The End of the Beginning.


“‘We want to unite, we want to fight, we want to get back workers’ rights…The people united will never be defeated.’ ‘This is not the end. This is the beginning of phase two,’ said Sen. Fred Risser (D-Madison).” With Governor Scott Walker and the Republicans having forced their union-busting budget through, the Wisconsin 14 return to Madison to a heroes’ welcome. “‘They won the battle; we’re going to win the war,’ said Sen. Dave Hansen (D-Green Bay).” The next phase of the battle: the April 5th Supreme Court election. (Pic via Crooked Timber.)

An Apple a Day Isn’t Enough.

In 1970, in New York City, a newly minted teacher at a public school earned about $2,000 less in salary than a starting lawyer at a prominent law firm. These days the lawyer takes home, including bonus, $115,000 more than the teacher, the McKinsey study found.

In related news, Nick Kristof offers a modest proposal for fixing education in America: pay teachers more. “When governors mock teachers as lazy, avaricious incompetents, they demean the profession and make it harder to attract the best and brightest. We should be elevating teachers, not throwing darts at them.

Deep Dark Truthful Mirror.


As the Evil Queen, Olivia Wilde joins Alec Baldwin as the spirit of the magic mirror from ‘Snow White and the Seven Dwarfs.’ In the dark depths of her lair, the Queen has summoned the mirror’s spirit through wind and darkness to reveal the identity of a lovelier maid than she.
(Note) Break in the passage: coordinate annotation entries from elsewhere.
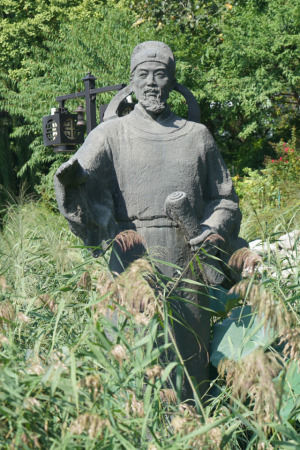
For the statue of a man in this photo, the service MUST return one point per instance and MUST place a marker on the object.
(121, 176)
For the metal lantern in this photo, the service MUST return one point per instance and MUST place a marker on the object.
(63, 130)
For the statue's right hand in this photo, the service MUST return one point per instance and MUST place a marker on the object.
(71, 173)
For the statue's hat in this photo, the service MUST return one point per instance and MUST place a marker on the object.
(152, 51)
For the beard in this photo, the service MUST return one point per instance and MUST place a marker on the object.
(151, 100)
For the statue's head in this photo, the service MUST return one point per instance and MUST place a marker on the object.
(152, 74)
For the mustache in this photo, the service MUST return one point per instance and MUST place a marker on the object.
(148, 90)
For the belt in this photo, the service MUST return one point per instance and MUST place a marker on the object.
(155, 222)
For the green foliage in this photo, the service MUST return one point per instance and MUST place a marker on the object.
(79, 368)
(241, 61)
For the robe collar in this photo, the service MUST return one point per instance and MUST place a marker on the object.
(166, 123)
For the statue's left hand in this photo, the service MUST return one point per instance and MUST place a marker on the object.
(209, 240)
(198, 242)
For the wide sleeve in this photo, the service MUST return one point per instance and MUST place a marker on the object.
(221, 203)
(88, 204)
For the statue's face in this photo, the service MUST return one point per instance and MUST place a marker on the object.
(152, 84)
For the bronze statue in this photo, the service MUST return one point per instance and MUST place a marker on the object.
(124, 172)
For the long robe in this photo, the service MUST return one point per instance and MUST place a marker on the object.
(132, 164)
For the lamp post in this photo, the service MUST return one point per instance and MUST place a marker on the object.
(63, 130)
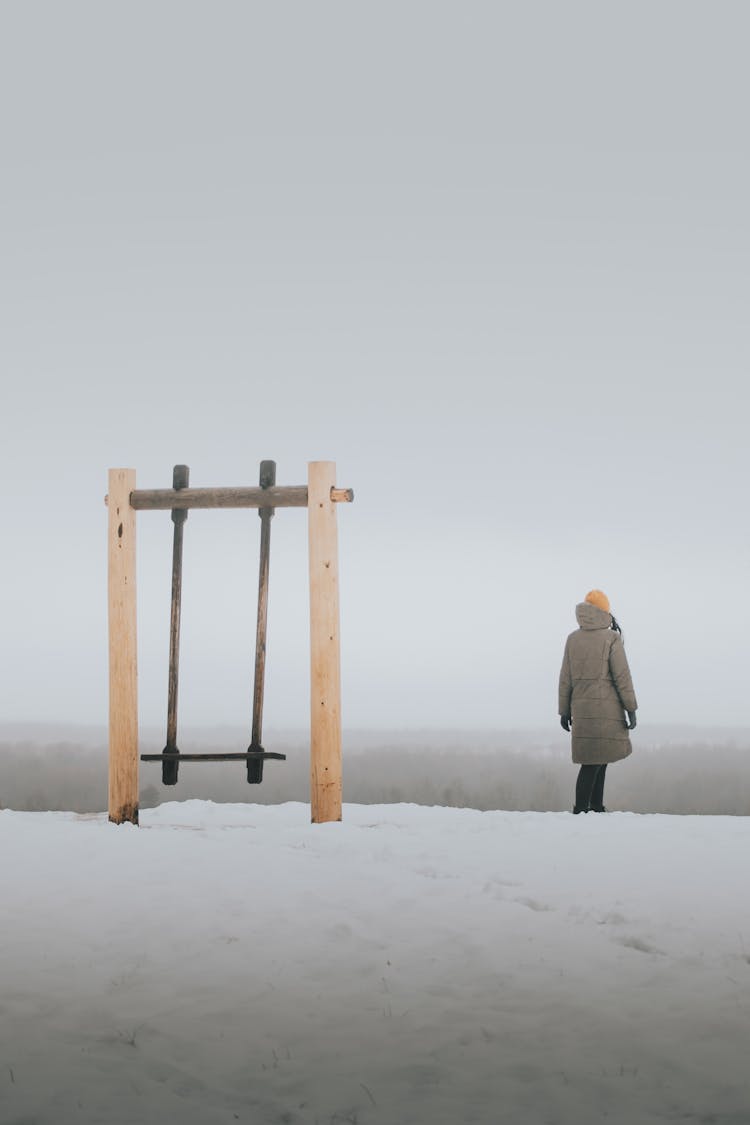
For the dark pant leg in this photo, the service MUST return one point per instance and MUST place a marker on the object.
(584, 786)
(596, 800)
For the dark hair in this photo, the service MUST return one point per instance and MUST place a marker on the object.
(615, 627)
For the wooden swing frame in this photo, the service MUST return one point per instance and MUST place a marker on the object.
(321, 496)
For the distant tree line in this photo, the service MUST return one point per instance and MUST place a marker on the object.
(486, 772)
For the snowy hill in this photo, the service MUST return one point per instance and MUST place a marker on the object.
(410, 964)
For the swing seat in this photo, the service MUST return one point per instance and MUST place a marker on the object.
(253, 756)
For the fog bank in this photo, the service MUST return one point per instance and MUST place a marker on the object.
(672, 770)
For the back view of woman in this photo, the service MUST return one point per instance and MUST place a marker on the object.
(596, 691)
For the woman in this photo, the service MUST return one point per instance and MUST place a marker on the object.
(595, 691)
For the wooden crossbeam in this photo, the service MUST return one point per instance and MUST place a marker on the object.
(153, 500)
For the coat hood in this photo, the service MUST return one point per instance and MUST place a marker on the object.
(592, 617)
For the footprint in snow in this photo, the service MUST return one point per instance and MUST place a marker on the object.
(533, 905)
(639, 945)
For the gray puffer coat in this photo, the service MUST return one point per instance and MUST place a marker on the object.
(596, 689)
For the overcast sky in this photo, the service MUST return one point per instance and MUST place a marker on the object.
(489, 258)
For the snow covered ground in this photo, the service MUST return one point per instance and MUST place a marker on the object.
(235, 963)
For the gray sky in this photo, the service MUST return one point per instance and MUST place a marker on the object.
(491, 259)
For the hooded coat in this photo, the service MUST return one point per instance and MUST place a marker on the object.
(596, 689)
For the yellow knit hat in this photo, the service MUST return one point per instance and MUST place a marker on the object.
(598, 599)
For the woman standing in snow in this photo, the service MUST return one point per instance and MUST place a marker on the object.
(596, 691)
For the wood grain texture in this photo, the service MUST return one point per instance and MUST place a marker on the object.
(325, 658)
(169, 498)
(123, 653)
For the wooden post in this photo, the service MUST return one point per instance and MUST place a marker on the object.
(123, 651)
(325, 659)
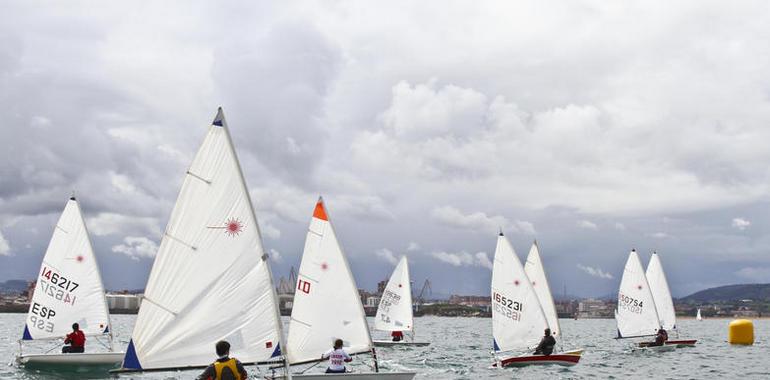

The caption reads, ‘Where magic speaks, even when you’re not the fairest of them all.’

Mental health break #2 via Megg at Quiddity: Disney unveils new Annie Leibowitz photos for the Disney Dream campaign, featuring stars as Disney characters, including Jeff Bridges as the Beast, Queen Latifah as Ursula, and the two folks above.

If it ain’t broke…

You can practically break a search engine if you start looking around the Internet for those words. They’re used repeatedly with reference to our local, state and federal governments, almost always to make a case for slashing programs — and, lately, to go after public-employee unions. The phrase is designed to create a sense of crisis that justifies rapid and radical actions before citizens have a chance to debate the consequences. Just one problem: We’re not broke.

Swimming upstream against a tide of misleading soundbites and outright idiocy — from Republicans and Democrats both — E.J. Dionne tries to explain the obvious: America has plenty of money right now. “A phony metaphor is being used to hijack the nation’s political conversation and skew public policies to benefit better-off Americans and hurt most others.

The Village Plays Hathorne.


Even worse than that is the common assertion by these millionaire pundits that ‘we all’ must sacrifice for the greater good and allow Social Security to be slashed. This is usually spoken with such a tone of lugubrious forbearance that one imagines they would like us to believe that while they might be forced to become Wal-Mart greeters in their elder years, patriotic duty demands we all pitch in. They seem to have no idea that the median wage in this country in 2009 was $26,261 — sadly, lower than it was in the year 2000.

In very related news: In The Hill, Heather D. Parton of Digby fame rails against establishment media’s complicity in the deficit witchhunt. “It’s very easy to prescribe ‘shared sacrifice’ when you will not personally sacrifice anything at all.

The Cataclysm in Japan.

“‘I saw people trying to balance on the rooftops like surfers,’ she said. ‘It didn’t work. It was like hell.’” Boston’s Big Picture offers a survey of the horrifying images out of Japan since the earthquake/tsunami double-whammy of last Friday. [Part 2, Part 3.]

‘It’s way past Three Mile Island already,’ said Frank von Hippel, a physicist and professor at Princeton. ‘The biggest risk now is that the core really melts down and you have a steam explosion.” And, in unfortunately related news, an animated infographic at the NYT explains exactly what engineers are trying to avoid at Fukushima Daiichi right now. (It’s not as bad as you may have heard, but, Lordy, it’s not good.)